We writers are not cold-hearted vultures after your emotional suffering; but we are constantly picking at the bones of experience and rewriting it, or placing it just so, like Ichibana, the art of flower arranging, in our heads. We writers tend to best figure out what we feel and think by writing everything down. Perhaps the writing impulse stems from a need to make sense of horror, terror and the variety of feelings in between.

When my empathy center is triggered, I begin a translation process, seeking understanding and weaving events into story. In the process, the weighty coils of dread, grief or horror slip their grip on me and conjure a pulse of meaning, even if there is no larger reason for what happened. It’s an impulse so strong and instinctive I can’t stop myself; it’s my default setting.

The writer in me knows that Hannah of “Girls” doesn’t lack compassion or empathy when she asks about “the tiny dress”; she’s saving that detail, perfect in its symbolism of frailty and death—that life is short, that our lives barely fit, that tragedy strikes without warning—for the right context to make sense of it.

The episode can be seen as homage to writers and how powerful the need to express oneself is; for Hannah the loss of her book, i.e. her voice, is tantamount to, and even worse than, death.

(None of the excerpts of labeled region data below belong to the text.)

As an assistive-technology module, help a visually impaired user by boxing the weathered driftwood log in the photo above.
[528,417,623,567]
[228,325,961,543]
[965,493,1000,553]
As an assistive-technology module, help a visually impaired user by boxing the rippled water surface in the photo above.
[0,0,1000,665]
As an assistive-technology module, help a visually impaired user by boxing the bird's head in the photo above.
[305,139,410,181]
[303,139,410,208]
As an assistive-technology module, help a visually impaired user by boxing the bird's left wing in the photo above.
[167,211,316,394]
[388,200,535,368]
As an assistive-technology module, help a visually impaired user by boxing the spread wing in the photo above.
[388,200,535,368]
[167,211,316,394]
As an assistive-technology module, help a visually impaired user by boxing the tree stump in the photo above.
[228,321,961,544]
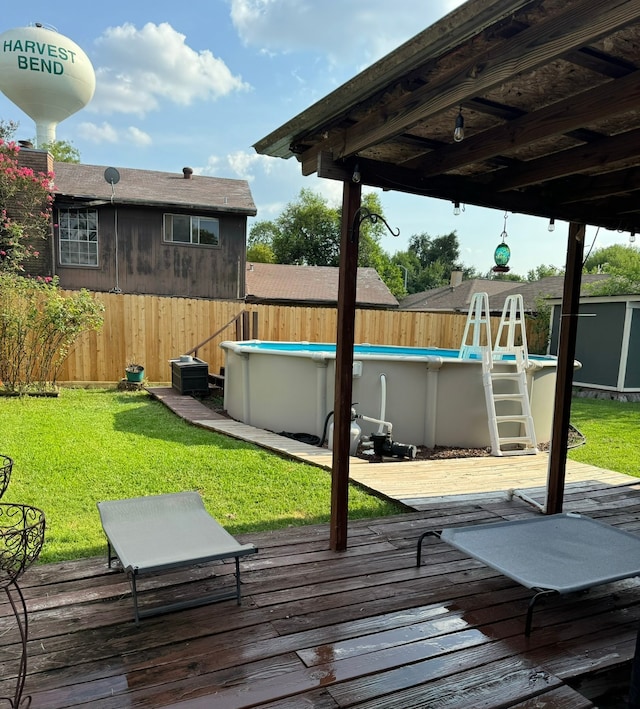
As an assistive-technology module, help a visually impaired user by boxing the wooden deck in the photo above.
[0,390,640,709]
[149,388,635,510]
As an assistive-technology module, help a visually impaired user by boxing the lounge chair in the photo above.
[416,513,640,636]
[98,492,258,625]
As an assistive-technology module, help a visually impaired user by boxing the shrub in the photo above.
[0,272,104,393]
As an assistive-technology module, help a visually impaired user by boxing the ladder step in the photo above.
[498,436,533,446]
[497,448,539,456]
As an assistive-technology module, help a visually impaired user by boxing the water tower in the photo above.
[0,24,96,146]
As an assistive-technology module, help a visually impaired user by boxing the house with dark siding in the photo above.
[19,148,256,300]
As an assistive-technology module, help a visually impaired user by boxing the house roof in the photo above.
[53,162,256,216]
[254,0,640,234]
[400,274,609,313]
[245,262,398,308]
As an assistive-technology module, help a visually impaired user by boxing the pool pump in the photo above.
[371,433,418,460]
[351,409,418,460]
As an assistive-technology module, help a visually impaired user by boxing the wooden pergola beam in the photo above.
[300,0,640,175]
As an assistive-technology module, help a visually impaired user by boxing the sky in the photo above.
[0,0,629,276]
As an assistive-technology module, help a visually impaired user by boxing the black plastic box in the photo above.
[171,357,209,394]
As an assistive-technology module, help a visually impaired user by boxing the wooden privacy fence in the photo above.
[58,293,534,382]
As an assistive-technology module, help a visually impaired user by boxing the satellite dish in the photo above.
[104,167,120,185]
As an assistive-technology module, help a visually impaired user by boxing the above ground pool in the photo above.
[220,340,556,448]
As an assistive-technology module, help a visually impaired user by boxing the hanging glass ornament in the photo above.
[492,212,511,273]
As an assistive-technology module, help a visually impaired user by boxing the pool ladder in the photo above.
[460,293,538,456]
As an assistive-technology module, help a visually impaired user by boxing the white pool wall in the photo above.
[221,341,556,448]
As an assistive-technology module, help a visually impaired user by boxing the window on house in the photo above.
[58,209,98,266]
[164,214,220,246]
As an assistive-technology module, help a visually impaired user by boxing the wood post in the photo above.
[545,222,585,514]
[330,182,362,551]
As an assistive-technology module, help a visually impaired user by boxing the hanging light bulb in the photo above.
[453,106,464,143]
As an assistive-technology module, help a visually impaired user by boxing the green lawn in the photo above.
[0,389,640,561]
[0,389,404,561]
[569,398,640,477]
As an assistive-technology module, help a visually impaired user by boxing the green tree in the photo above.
[0,139,53,272]
[408,231,464,293]
[0,273,104,393]
[527,264,562,282]
[271,189,340,266]
[583,244,640,295]
[247,243,276,263]
[247,189,405,297]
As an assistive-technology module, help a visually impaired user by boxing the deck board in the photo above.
[0,390,640,709]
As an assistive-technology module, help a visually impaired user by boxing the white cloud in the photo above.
[125,126,153,147]
[77,122,118,143]
[77,121,152,147]
[88,22,249,117]
[231,0,463,67]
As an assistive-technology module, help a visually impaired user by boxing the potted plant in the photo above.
[125,362,144,382]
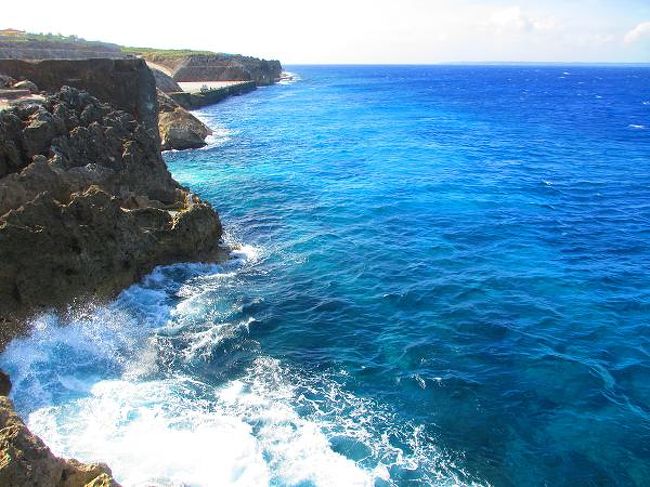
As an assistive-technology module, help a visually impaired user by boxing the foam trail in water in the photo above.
[0,250,476,487]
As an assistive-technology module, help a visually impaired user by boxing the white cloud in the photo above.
[624,21,650,44]
[483,6,556,32]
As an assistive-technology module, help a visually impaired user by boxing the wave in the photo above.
[276,71,302,85]
[0,245,476,487]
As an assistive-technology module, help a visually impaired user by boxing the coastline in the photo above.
[0,46,278,487]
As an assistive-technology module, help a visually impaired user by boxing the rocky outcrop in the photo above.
[158,90,212,150]
[143,53,282,85]
[0,87,221,348]
[169,81,257,110]
[0,59,158,138]
[0,382,119,487]
[147,63,183,94]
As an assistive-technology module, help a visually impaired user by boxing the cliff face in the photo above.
[158,91,212,150]
[0,87,221,347]
[0,372,120,487]
[0,59,158,138]
[144,54,282,85]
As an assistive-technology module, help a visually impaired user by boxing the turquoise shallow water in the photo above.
[0,66,650,486]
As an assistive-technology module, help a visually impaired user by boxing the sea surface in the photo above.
[0,66,650,487]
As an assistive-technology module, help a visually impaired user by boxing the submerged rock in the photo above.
[0,396,119,487]
[158,90,212,150]
[0,87,222,348]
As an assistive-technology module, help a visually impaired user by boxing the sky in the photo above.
[0,0,650,65]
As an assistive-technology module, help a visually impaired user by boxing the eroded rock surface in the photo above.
[0,390,120,487]
[158,90,212,150]
[0,87,222,348]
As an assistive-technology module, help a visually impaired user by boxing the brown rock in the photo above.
[158,90,212,150]
[0,397,119,487]
[0,87,222,348]
[12,80,38,93]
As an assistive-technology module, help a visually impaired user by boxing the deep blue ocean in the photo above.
[0,66,650,487]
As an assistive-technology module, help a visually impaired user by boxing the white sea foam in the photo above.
[0,254,476,487]
[277,71,302,85]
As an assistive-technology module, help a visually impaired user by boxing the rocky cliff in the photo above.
[0,87,221,346]
[158,90,212,150]
[0,59,158,138]
[143,53,282,85]
[0,372,120,487]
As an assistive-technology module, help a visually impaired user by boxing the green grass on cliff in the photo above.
[121,47,217,58]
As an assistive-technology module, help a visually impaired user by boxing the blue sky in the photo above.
[1,0,650,64]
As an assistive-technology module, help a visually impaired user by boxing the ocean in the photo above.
[0,65,650,487]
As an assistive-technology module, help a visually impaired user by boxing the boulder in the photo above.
[0,396,119,487]
[158,90,212,150]
[0,74,16,89]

Yes, there is some self-absorption involved, but what art doesn’t require a deep inward turning focus? Would we rather the writers of the world kept their observations to themselves? Writers capture and hold up for all of us the moments that are too painful to bear as we live them, the moments that numb our senses and shock time into pause. Indeed, couldn’t all of us benefit from writing down our experiences, whether we are writers are not? In some ways I feel Facebook and Instagram has done for the layperson what writing does for me: what is it about the way your child is poised to jump off a ladder, or the arrangement of a bowl of fruit, or the expression on an exhausted stranger’s face that you felt you needed to capture and share?

Life is lived in the details, in our memories, in the stories we tell and retell.

I’m grateful for the writers who have helped me see that sometimes the only way to understand the gaffes and tragedies, even the moments of joy so big and sudden they shock us full of gasping breath, is to tell a story about it, to hold it up at impossible angles and catalogue the small details; I am especially grateful to the writers, like Dunham, who can also make us laugh, at ourselves and at the many absurdities of life. Without writers to hone in on and capture the quotidian details, it would be a less meaningless existence for this writer, at least.